BY MIKE FIELDS (Jan. 17, 2018)

Forty-two years ago this week, Billy Miller had 90 points in a high school basketball game, a scoring performance that still ranks second in the KHSAA record book, a scoring performance that, to some extent, he still regrets.

“If I had it to do over again,” Miller said last week, “I probably would’ve went and sat down and finished with around 70 points. That’s what I would’ve preferred to do, because the way things turned out, a lot of people thought the game was a farce.”

January 16, 1976, was, by all accounts, a strange night of hoops in Nancy, Ky.

Miller, a 6-foot-5 senior, led Nancy to a 145-70 rout of Pine Knot in a game that didn’t really go completely sideways until the closing minutes.

According to accounts in the Lexington Herald and Louisville Courier-Journal, Nancy Coach Avery Hatfield (now deceased) let Miller stay on the court so he could break the school record of 57 points. Martin Hatfield, the coach’s son, remembers going back into the game to feed Miller the ball so he could set a new mark.

Billy Miller’s 90-point game in 1976 ranks second to Wayne Oakley’s 114-point in the state record book.

By midway through the fourth quarter, Miller had 62 points, but he remained in the game and kept scoring.

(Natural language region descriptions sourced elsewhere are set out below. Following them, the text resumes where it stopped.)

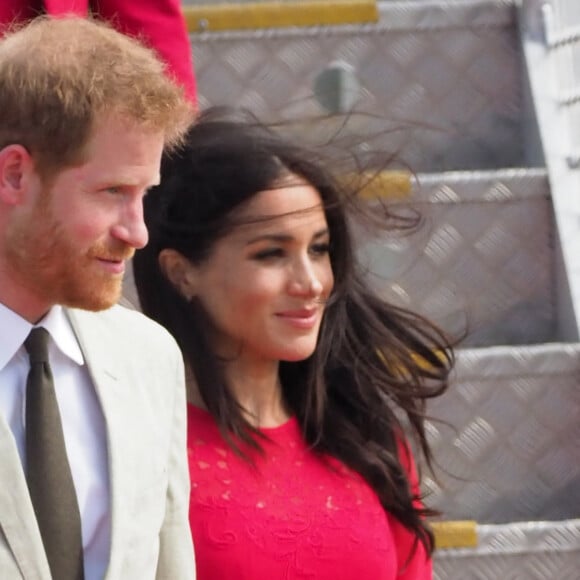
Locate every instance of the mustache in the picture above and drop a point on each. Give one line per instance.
(112, 252)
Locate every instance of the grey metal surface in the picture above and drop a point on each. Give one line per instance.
(482, 262)
(512, 450)
(442, 80)
(523, 551)
(551, 43)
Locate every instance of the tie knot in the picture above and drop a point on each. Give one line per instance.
(37, 345)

Pine Knot Coach Clinton Gay told the Lexington Herald that with two minutes left, he instructed his players to intentionally throw the ball to Nancy’s players to protest what he regarded as poor officiating, and to make Nancy look bad for running up the score.

In the last 90 seconds or so, Miller found himself underneath his own basket, with a Pine Knot player repeatedly inbounding the ball directly to him. Miller kept shoveling in layup after layup. He figures he scored anywhere from a dozen to 20 points in that fashion.

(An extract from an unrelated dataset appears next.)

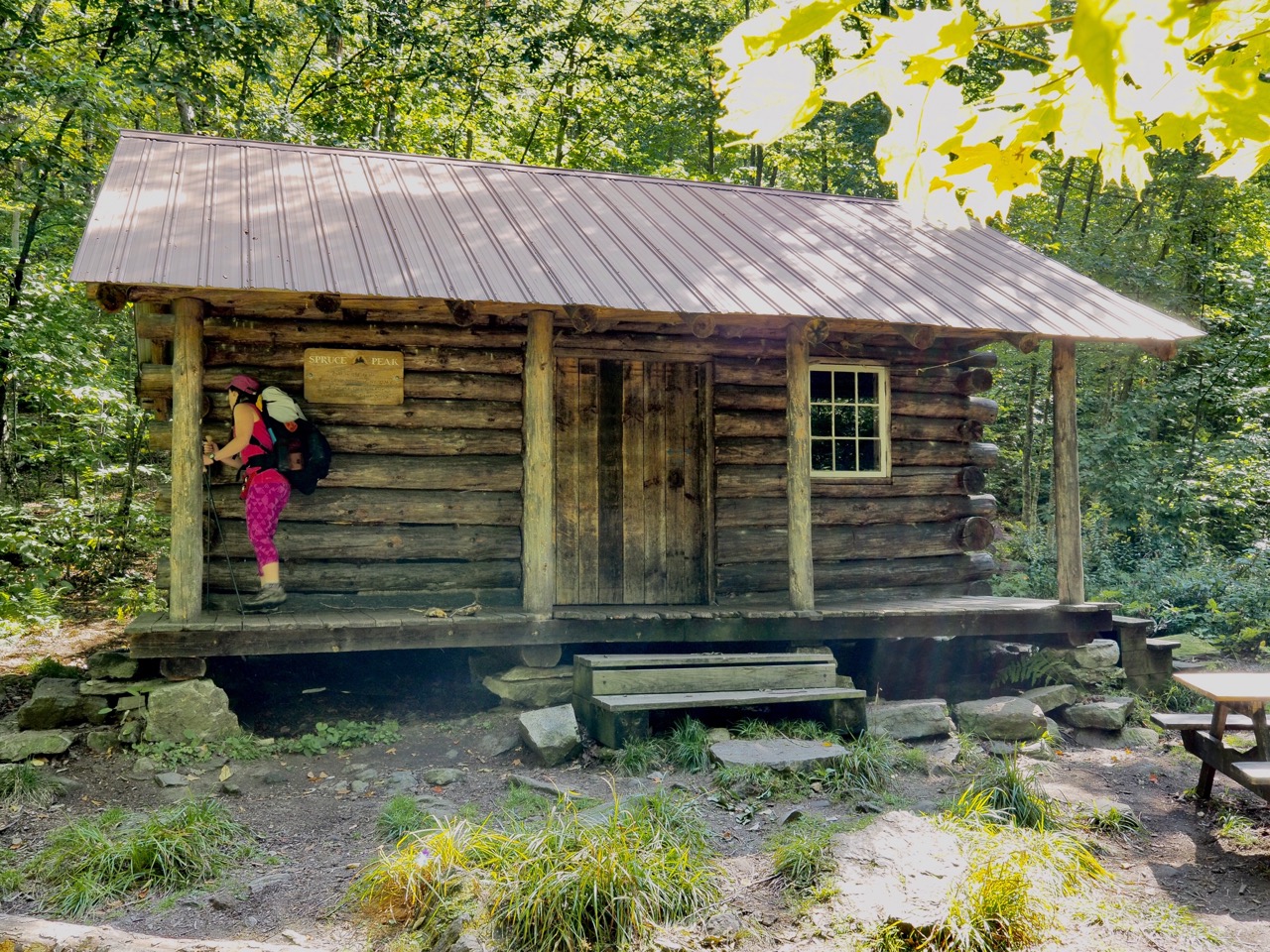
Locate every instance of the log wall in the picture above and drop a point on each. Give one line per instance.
(425, 499)
(921, 531)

“I wasn’t sure what was going on. It was all happening so fast,” Miller recalled. “I looked over at coach when it first happened and he told me to ‘shoot it, shoot it.’

“I wasn’t sure what their motivation was for throwing me the ball.”

Miller, who at halftime had 21 points and four fouls, wound up scoring 50 points in the fourth quarter (still a state record for one quarter).

But he had no idea he had finished with 90.

“I didn’t think about it until I got home late that night and I got two or three phone calls about it. Then the next morning a couple reporters called. Even somebody from Grit magazine called.

“I didn’t think it was a big deal at first,” he said. “The more it went on the bigger the deal got.”

Martin Hatfield, now a county attorney in Somerset, said Miller’s record-setting performance had a carry-over effect.

“I think we went to Walton-Verona for our next game, and it was like a circus up there,” Hatfield said. “Here was this little Nancy High School, and this kid who scored 90 points, so the media were everywhere. It was like a college game. We’d never even seen a darn TV camera, but there were cords laying on the court that we had to step over, and there were cameras we had to dodge while we were warming up. It was a unique situation.”

A week or so later, Miller received a letter of congratulations from the mother of Wayne Oakley, who had set the state record with 114 points for Hanson in Hopkins County in a game in 1954.

Miller didn’t need a 90-point game to validate his talent. He averaged 26 points that season, second best in the region behind McCreary County’s Tim Stephens (35.6 ppg). Miller also averaged 18 rebounds. (He and Martin went on to play together at Somerset Community College.)

Miller is still involved in hoops in Pulaski County. He’s pastor of Jordan Baptist Church in Burnside, and principal of Jordan Christian Academy where he also coaches the school’s varsity, junior varsity and 12-and-under basketball teams.

Even though it’s been more than four decades since he scored 90 points in that famous (infamous?) game against Pine Knot, Miller is regularly reminded of that strange night in Nancy.

“Oh yeah, I still hear about it,” he said. “You’d be surprised how often. It probably happens at least twice a month. Somebody will see me and ask, ‘How many points did you score that time?’

“I still wish I’d just gone ahead and taken what I legitimately scored, about 70 points, and been done with it. I really would’ve preferred to have just done that.”

(Nancy High School was consolidated into Pulaski County High School in 1981. Pine Knot was consolidated into McCreary Central in 1978.)